4. Differential Diagnosis Nyeri Telan
a. Laserasi dinding faring
b. Tonsilitis akut-kronis
c. Faringitis akut-kronis
d. Laringitis akut-kronis
e. Abses leher dalam
f. Stomatitis sepanjang oris-hipofaring
g. Neoplasma kepala-leher
h. Gastro-oesophageal refluks
5. Daftar Obat Menurut Formularium Nasional untuk Nyeri Telan
Analgetika. Asam mefenamat (kaps 250mg, kaps 500mg)
b. Ibuprofen (tab 200 mg tab 400 mg, sir 200 mg/5 mL)
c. Ketoprofen (sup 100 mg).

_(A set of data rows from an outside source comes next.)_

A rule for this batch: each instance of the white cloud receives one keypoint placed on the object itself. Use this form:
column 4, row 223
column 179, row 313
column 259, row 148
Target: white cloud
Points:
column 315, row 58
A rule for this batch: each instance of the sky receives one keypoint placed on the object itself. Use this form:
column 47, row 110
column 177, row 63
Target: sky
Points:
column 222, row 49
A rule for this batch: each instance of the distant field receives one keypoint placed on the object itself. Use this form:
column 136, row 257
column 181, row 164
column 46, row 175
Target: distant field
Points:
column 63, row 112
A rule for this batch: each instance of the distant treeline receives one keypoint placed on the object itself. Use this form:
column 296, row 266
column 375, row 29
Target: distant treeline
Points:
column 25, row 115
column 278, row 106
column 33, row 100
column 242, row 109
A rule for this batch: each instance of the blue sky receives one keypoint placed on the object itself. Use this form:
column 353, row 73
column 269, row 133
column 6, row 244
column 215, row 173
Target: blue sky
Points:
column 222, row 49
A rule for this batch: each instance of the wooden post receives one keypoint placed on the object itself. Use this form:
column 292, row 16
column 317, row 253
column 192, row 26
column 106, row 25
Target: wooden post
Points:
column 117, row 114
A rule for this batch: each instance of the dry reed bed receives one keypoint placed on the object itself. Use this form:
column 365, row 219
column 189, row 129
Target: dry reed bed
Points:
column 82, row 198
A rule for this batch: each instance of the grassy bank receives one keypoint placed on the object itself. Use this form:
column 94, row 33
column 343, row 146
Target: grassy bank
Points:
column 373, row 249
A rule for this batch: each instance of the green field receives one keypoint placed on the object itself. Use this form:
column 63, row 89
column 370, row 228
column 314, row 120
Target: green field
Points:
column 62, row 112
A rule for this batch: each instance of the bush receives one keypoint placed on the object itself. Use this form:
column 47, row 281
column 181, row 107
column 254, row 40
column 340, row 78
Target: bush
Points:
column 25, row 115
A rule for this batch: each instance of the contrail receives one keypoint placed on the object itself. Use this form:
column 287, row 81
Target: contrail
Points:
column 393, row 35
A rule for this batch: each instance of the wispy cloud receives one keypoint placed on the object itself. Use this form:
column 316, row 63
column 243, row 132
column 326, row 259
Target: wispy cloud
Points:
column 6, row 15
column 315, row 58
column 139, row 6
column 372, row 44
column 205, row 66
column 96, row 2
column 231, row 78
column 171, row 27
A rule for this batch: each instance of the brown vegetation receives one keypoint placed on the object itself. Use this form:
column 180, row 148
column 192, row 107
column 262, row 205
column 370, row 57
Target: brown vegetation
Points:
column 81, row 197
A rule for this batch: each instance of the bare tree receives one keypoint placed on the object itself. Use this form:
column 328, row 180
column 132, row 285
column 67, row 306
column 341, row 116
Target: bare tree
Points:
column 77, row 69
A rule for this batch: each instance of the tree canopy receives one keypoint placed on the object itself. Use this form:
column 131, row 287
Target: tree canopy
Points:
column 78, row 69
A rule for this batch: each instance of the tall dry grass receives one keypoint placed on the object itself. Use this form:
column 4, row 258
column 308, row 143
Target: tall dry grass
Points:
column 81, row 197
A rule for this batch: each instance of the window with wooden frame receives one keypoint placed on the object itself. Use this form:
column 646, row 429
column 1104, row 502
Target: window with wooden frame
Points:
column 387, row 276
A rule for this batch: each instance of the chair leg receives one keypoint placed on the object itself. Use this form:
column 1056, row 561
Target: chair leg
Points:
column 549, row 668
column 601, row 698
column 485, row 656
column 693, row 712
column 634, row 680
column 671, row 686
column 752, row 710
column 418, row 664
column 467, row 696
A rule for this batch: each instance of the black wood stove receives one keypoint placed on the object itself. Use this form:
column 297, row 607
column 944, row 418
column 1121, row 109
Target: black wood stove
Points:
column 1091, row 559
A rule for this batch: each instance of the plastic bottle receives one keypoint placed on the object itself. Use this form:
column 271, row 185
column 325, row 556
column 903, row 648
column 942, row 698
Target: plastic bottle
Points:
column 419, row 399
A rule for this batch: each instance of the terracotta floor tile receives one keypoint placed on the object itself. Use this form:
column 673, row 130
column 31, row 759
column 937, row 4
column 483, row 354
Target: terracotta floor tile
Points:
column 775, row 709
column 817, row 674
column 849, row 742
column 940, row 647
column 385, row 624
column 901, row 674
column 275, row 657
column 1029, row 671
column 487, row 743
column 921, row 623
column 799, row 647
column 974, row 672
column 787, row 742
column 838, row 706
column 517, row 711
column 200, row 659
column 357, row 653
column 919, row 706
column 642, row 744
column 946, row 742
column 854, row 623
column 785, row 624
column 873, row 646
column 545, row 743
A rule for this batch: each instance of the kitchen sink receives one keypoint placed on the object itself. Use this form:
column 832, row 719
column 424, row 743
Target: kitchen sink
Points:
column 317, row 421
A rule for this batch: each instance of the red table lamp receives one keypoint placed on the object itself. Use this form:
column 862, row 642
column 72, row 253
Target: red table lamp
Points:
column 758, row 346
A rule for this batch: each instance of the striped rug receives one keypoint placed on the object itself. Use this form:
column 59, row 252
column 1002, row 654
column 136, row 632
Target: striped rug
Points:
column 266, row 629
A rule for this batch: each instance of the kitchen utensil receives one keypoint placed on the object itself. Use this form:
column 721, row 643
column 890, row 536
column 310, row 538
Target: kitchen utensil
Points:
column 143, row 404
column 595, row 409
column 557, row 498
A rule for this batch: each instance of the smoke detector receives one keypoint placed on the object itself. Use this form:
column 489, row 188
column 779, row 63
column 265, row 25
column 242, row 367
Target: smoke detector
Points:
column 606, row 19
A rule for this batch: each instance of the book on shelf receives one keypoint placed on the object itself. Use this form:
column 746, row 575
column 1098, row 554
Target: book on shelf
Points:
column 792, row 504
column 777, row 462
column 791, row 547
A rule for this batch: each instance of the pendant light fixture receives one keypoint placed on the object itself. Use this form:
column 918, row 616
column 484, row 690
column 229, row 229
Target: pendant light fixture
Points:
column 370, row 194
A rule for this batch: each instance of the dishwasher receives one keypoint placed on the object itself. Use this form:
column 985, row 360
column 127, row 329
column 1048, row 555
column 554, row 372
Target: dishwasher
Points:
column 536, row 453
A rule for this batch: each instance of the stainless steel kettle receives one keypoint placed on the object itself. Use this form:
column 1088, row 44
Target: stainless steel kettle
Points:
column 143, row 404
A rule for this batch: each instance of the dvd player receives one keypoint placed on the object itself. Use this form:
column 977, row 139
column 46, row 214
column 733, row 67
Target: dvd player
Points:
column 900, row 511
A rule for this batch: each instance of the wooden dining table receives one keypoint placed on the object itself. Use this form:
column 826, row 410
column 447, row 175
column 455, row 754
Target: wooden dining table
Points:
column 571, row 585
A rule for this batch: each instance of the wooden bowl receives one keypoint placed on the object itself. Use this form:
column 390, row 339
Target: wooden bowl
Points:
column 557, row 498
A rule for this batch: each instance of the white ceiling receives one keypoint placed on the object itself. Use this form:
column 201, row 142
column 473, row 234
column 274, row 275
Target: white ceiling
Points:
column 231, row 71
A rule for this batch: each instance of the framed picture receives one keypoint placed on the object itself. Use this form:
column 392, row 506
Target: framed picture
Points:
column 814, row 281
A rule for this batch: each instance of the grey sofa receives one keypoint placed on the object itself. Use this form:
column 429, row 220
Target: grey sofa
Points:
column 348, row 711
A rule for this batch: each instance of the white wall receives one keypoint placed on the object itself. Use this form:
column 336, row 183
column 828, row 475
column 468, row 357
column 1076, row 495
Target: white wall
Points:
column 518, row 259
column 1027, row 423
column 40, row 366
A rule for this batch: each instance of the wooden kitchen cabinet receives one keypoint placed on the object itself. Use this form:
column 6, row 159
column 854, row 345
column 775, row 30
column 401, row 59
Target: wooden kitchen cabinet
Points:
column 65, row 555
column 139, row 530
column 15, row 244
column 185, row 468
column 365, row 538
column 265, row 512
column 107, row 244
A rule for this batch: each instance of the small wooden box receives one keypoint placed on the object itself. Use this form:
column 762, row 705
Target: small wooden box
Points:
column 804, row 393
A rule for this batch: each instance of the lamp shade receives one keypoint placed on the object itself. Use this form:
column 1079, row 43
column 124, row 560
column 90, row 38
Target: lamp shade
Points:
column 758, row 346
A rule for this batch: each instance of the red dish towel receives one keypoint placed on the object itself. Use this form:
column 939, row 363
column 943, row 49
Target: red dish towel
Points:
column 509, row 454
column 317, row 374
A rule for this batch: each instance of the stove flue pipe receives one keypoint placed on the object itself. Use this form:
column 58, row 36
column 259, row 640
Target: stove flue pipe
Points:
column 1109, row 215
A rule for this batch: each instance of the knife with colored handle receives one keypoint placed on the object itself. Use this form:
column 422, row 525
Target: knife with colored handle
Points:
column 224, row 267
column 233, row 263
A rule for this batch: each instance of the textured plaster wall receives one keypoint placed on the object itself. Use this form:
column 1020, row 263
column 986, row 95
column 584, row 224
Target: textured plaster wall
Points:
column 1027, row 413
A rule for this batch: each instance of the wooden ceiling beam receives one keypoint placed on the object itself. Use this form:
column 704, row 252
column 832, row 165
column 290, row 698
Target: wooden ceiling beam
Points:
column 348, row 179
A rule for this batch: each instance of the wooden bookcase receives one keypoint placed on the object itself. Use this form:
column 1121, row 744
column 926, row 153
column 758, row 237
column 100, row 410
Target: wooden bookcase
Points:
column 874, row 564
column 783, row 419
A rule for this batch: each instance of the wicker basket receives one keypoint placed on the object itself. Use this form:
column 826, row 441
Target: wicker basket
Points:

Untuk nyeri sedang sampai berat pada pasien
yang tidak dapat menggunakan analgetik secara oral.
d. Ketorolak (inj 30 mg/mL). Untuk nyeri sedang sampai berat untuk pasien
yang tidak dapat menggunakan analgetik secara oral. Pemberian maksimal 2
hari.
e. Parasetamol (tab 500 mg, sir 120 mg/5 mLtts 60 mg/0,6 mL, drips (infus)
1000 mg/100 mL). Bekerja sebagai analgetik untuk nyeri ringan-sedang
sekaligus antipiretik.
f. Natrium diklofenak (tab 25 mg, tab 50mg)
g. Tramadol (inj 50 mg/mL). Hanya untuk nyeri sedang sampai berat pasca
operasi yang tidak dapat menggunakan analgesik oral.
Antibakteri
1. Beta laktam
Amoksisilin (tab 250 mg, tab 500mg)
Ampisilin (serb inj 250 mg/vial, serb inj 1000 mg/vial)
2. Tetrasiklin (tab 250 mg, tab 500mg)
3. Kloramfenikol (tab 250 mg, tab 500mg)
4. Sulfa-trimetoprim
kotrimoksazol (dewasa) kombinasi : sulfametoksazol 400mg
5. Makrolid
Azitromisin (tab 250 mg, tab 500mg)
Eritromisin (tab 250 mg, tab 500mg)
6. Aminoglikosida
Gentamisin (inj 10 mg/mL, inj 40 mg/mL, inj 80 mg/mL)
7. Kuinolon
Tidak digunakan untuk pasien usia < 18 tahun. Levofloksasin (tab 500 mg,
inf 5 mg/mL), Siprofloksasin (tab 500 mg, inf 2 mg/mL)
DAFTAR PUSTAKA
Soepardi, EA, Iskandar, N. 2008. Buku Ajar Ilmu Kesehatan Telinga Hidung
Tenggorok Kepala Leher Sixth ed. Jakarta: Balai Penerbit FK UI.
William F. Ganong. 2001. Buku Ajar Fisiologi Kedokteran Edisi 20. 2001.
Jakarta: Penerbit Buku Kedokteran EGC.
Menkes RI. 2013. KMK No. 328 tentang Formularium Nasional.